What is debouncing?
According to https://www.geeksforgeeks.org/debouncing-in-javascript/
Debouncing in JavaScript is a practice used to improve browser performance. There might be some functionality in a web page which requires time-consuming computations. If such a method is invoked frequently, it might greatly affect the performance of the browser, as JavaScript is a single-threaded language. Debouncing is a programming practice used to ensure that time-consuming tasks do not fire so often, that it stalls the performance of the web page. In other words, it limits the rate at which a function gets invoked!
Yes, It sounds interesting!!! Next question is how we can use this in React JS?
The answer is react-debounce-render!
react-debounce-render
is a Higher Order Component that wraps your react components and debounces their rendering.
This method can be used to prevent extra renders when a react component rapidly receives new props by delaying the triggering of the render until updates become less frequent. Doing so will improve the overall rendering time of the application, thus improving the user experience. It uses lodash debounce under the hood. Reach out to learn more about the web development NYC experts for the various ways to improve or build the quality of projects and across your company.
Read Also: Top Libraries to use with Advanced React JS Applications!
You can find my whole source code at https://github.com/AnkurVyas-BTC/react-debounce-example
Let's see how we can use react-debounce-render with our big React applications!
Only two things are present here -
1. Simple Textbox
2. Displaying data based on the input text
In my sample application, what I have done is to print the input text after 2 seconds. You can consider it a heavy time-consuming computation.

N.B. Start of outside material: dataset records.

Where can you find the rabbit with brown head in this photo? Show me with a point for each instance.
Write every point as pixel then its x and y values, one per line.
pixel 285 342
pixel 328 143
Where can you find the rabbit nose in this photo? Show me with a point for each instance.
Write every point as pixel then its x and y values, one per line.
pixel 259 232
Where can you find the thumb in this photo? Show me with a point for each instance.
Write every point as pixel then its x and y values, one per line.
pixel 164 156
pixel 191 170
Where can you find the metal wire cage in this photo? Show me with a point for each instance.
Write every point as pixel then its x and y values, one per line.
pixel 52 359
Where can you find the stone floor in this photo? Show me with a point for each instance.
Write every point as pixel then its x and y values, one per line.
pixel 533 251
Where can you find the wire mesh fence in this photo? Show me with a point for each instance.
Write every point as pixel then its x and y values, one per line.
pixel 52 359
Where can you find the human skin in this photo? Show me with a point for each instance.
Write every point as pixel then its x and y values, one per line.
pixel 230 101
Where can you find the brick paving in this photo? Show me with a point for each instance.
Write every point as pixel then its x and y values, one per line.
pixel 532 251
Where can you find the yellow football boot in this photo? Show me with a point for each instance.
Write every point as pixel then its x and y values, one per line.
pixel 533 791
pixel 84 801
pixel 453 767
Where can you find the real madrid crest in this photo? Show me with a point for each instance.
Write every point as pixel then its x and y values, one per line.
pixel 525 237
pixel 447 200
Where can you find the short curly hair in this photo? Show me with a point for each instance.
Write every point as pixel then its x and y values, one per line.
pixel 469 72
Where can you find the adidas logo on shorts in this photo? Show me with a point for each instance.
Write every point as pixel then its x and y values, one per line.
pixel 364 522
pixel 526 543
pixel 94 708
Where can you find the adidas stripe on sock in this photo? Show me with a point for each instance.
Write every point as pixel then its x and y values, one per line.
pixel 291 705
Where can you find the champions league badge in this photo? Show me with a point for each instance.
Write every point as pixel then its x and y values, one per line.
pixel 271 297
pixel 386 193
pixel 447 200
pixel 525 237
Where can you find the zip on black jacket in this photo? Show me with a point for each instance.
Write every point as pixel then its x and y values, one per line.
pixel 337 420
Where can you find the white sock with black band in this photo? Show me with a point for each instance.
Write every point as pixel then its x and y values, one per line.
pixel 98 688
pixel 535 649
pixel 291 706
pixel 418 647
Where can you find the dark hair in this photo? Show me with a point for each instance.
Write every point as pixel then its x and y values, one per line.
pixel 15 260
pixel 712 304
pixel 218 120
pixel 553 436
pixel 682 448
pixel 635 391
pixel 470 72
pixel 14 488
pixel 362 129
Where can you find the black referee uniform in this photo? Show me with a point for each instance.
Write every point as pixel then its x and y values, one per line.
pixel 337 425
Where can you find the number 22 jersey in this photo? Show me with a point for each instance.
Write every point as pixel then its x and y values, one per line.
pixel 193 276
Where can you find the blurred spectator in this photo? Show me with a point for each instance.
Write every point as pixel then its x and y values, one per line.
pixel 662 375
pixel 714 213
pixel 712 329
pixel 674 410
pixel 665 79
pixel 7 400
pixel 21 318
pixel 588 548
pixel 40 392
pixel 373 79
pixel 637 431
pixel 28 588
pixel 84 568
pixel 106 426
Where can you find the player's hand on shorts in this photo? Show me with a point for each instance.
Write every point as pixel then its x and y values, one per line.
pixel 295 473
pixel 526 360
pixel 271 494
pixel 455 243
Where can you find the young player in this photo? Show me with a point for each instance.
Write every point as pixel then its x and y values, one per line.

import React, { Component } from 'react';
class Calculator extends Component {
sleep = (milliseconds) => {
var start = new Date().getTime();
for (var i = 0; i < 1e7; i++) {
if ((new Date().getTime() - start) > milliseconds) {
break;
}
}
}
timedOutDisplay = (inputVal) => {
this.sleep(2000);
return `Heavy calculation based on input => ${inputVal}`;
}
render() {
return (
<React.Fragment>
{this.timedOutDisplay(this.props.inputVal)}
</React.Fragment>
);
}
}
export default Calculator;
The code this.sleep(2000)
allows adding 2 seconds delay.
The examples are as follows -
1. Without Debounce Rendering
If you type any text (12345
in the GIF), the input becomes unusable and is blocking UI.
It will take every change from 1 to 2, 2 to 3, 3 to 4 and 4 to 5. So you will see -
Heavy calculation based on input => 12345
after ~10 seconds ( 2 seconds delay after each input)
2. With Debounce Rendering
We can make any component debounce rendered by adding two lines.
Import debounceRender and wrap component within debounceRender
import debounceRender from 'react-debounce-render';
export default debounceRender(WithDebounceCalculator, 500);
Look at below example
import React, { Component } from 'react';
import debounceRender from 'react-debounce-render';
class WithDebounceCalculator extends Component {
sleep = (milliseconds) => {
var start = new Date().getTime();
for (var i = 0; i < 1e7; i++) {
if ((new Date().getTime() - start) > milliseconds) {
break;
}
}
}
timedOutDisplay = (inputVal) => {
this.sleep(2000);
return `Heavy calculation based on input => ${inputVal}`;
}
render() {
return (
<React.Fragment>
{this.timedOutDisplay(this.props.inputVal)}
</React.Fragment>
);
}
}
export default debounceRender(WithDebounceCalculator, 500);
Now, if you type any text (12345
in the GIF) the input is very smooth and is not blocking UI.
If will take change 12345 as a collection. So you will see -
Heavy calculation based on input => 12345
after ~2 seconds
When you are using filters which requires heavy computation the debounced rendering is an appropriate fit!